Operating Partner
An operating partner is an experienced operator who supports a fund or portfolio companies on execution, strategy, and value creation.
Allocator relevance: A value creation signal—operating capability can differentiate returns, especially in private equity and growth strategies.
Expanded Definition
Operating partners bring functional expertise (go-to-market, finance, manufacturing, talent) and help portfolio companies execute improvement plans. In some firms, operating partners are deeply integrated into underwriting; in others, they are support resources post-investment. The role structure (full-time vs advisor, involvement level, incentives) affects how much value they truly add.
Allocators evaluate operating partner teams as part of the manager’s platform strength and repeatability of value creation.
How It Works in Practice
Operating partners may participate in diligence, build 100-day plans, recruit executives, optimize operations, and help position for exit. They often provide a bridge between GP strategy and real-world execution.

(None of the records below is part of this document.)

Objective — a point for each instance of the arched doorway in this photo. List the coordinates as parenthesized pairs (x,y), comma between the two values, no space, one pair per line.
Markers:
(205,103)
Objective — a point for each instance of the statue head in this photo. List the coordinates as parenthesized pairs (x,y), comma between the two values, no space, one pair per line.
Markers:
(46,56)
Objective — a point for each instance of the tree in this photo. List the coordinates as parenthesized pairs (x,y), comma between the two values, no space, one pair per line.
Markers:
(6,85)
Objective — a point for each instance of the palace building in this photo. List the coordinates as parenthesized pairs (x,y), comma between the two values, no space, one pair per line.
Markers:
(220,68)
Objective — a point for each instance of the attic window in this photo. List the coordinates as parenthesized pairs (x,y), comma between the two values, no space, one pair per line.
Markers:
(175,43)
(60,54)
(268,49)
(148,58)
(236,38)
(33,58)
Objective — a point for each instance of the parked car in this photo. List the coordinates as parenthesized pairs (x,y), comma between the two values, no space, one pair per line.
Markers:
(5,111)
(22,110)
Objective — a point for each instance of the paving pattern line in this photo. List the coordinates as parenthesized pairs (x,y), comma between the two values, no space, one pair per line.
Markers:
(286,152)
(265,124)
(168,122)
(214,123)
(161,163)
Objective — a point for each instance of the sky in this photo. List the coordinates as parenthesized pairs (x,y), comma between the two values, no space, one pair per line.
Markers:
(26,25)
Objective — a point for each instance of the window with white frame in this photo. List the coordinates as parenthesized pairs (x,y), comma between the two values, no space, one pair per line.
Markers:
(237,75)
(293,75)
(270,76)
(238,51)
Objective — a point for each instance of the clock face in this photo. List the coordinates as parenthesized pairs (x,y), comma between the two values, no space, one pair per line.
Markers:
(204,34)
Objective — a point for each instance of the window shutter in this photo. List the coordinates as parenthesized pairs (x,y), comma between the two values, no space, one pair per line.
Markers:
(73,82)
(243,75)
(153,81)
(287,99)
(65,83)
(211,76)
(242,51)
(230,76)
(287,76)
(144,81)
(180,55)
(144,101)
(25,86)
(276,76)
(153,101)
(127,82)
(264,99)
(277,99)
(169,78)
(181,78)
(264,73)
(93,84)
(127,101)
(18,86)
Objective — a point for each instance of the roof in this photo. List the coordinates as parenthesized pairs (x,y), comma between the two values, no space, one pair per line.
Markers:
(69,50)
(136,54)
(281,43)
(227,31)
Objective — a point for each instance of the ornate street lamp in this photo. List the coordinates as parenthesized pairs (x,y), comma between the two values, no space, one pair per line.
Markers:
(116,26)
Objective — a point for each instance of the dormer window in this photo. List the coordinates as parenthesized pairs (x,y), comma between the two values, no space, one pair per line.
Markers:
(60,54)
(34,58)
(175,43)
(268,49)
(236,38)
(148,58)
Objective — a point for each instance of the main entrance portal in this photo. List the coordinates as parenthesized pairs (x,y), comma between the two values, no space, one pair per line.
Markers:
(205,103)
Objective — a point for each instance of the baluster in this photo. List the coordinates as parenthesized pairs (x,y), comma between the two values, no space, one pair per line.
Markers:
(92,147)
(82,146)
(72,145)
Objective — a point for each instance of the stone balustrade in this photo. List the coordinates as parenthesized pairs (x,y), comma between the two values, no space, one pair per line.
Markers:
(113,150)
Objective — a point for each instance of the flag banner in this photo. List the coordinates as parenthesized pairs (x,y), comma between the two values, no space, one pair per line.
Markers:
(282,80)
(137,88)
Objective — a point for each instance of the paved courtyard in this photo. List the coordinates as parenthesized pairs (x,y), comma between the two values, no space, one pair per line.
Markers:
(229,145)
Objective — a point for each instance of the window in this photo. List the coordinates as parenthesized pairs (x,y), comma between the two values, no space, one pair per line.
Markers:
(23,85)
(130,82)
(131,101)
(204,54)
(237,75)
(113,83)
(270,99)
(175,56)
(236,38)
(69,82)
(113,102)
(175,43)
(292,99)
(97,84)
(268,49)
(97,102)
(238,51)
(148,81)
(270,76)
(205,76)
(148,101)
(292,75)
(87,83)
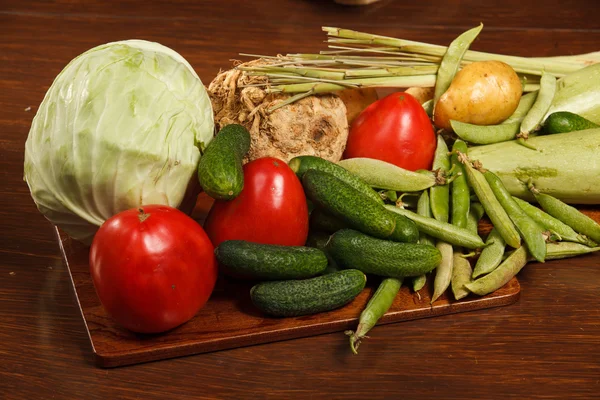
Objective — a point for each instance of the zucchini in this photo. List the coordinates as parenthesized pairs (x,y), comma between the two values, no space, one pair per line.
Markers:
(566,166)
(352,249)
(578,92)
(308,296)
(220,170)
(355,208)
(301,164)
(564,121)
(247,260)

Decision Authority and Governance
Operating partners typically do not have final investment authority, but they can materially influence underwriting assumptions and the feasibility of value creation plans.
Common Misconceptions
- Operating partners automatically improve performance.
- A large operating team means deep support (engagement level matters).
- Operating partner branding is the same as operating partner impact.
Key Takeaways
- Impact depends on integration into diligence and portfolio work.
- Incentives and time allocation determine real value.
- Strong operating capability can reduce execution risk.